Lilia Jilma
Madera
Valiente

Lilia Jilma  Madera  Valiente
Nacimiento:  
18
/
9
/
1915
Fallecimiento:  
21
/
2
/
2000

Célebre creadora de la plástica cubana. Primera mujer en el mundo en realizar una obra de tan gran magnitud y que ha sido la más popular del territorio cubano: el Cristo de La Habana.

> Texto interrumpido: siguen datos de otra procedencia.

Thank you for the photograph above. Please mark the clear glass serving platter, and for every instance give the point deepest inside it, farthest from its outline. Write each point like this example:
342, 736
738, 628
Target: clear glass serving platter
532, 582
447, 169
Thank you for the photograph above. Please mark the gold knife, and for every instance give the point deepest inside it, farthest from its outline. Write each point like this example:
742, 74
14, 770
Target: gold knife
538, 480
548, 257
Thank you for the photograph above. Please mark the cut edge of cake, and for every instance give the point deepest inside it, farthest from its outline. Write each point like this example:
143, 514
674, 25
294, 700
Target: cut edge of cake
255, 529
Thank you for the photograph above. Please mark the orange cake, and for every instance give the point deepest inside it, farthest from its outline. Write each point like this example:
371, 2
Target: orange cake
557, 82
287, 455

Lilia Jilma Madera Valiente o flor del campo como significa en la legua zipa, nace como fruto de la unión entre la cubana Eufemia Dolores de Jesús Valiente y el asturiano Severiano Madera García. Nace en el octavo alumbramiento de su madre, en la provincia de La Habana. Este acontecimiento tiene lugar en la finca “La Victoria”, ubicada en el barrio de Bermejales, municipio de San Cristóbal, Pinar del Río, Cuba, comprada por Severiano Madera García, natural de Asturias, provincia de Oviedo, España, al costo de 2 800 pesos oro español con una extensión de once caballerías, tres de ellas dedicadas al cultivo de tabaco, el resto a la ganadería y a la plantación de madera preciosa.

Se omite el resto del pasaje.